The gay marriage fight has illuminated one of the less-reported aspects of Indiana’s General Assembly: Debate on the toughest of issues often happens in private caucus meetings of state lawmakers, with much left unsaid in public.
The Senate’s decision not to debate the issue publicly — only Senate Minority Leader Tim Lanane, D-Anderson, spoke publicly — leaves a cloak of secrecy that only makes residents more wary of politicians, said Micah Clark, executive director of the American Family Association of Indiana, which fought to get the ban placed on the ballot in November.
“I think it makes people more cynical of politics,” Clark said.
Supporters of the ban, House Joint Resolution 3, often felt like they were outgunned from the start, despite promises from legislative leaders the vote would go their way as it had in 2011. Indiana law requires constitutional amendments to pass two consecutive biennial sessions of the Legislature before being placed on a ballot.

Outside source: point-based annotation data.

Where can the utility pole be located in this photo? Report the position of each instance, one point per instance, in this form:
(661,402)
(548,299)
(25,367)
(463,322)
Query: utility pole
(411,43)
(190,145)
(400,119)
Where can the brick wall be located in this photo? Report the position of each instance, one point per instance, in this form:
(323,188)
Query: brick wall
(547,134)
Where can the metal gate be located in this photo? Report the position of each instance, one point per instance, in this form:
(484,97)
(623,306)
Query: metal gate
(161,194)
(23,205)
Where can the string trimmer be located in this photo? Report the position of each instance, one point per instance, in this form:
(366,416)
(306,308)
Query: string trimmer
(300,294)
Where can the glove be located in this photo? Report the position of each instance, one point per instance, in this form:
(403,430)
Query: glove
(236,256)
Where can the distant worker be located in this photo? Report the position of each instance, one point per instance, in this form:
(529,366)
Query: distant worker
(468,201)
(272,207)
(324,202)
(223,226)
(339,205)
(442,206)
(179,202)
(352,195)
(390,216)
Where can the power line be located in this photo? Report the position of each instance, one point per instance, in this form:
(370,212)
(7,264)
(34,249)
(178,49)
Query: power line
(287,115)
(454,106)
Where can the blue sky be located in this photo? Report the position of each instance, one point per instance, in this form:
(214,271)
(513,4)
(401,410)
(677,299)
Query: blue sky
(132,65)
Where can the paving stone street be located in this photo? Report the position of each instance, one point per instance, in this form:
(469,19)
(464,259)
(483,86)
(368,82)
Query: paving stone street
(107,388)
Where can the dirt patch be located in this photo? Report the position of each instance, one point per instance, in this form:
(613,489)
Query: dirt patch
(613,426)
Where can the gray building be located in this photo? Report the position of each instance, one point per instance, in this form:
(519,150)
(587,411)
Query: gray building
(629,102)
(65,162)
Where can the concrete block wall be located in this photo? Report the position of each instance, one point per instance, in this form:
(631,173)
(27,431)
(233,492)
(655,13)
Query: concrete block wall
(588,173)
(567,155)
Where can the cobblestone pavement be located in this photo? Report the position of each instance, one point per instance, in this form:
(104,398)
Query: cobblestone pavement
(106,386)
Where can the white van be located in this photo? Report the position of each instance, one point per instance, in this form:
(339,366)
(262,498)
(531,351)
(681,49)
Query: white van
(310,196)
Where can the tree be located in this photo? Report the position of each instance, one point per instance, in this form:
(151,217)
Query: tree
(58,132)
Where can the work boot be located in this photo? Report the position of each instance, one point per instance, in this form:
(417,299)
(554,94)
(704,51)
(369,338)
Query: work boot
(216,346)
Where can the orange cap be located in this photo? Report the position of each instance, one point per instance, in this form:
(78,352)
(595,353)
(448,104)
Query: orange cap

Clark said the public was left on the sidelines this year as major campaign donors and businesses supporting Freedom Indiana, the umbrella group that successfully blocked the ban this year, claimed most of the spotlight.
“I think that further disenfranchises people and makes them think this is nothing but a political game in Indianapolis,” he said. “We worry about why people don’t vote, why they don’t get involved in the electoral process, why they don’t run for office — they think the system is rigged.”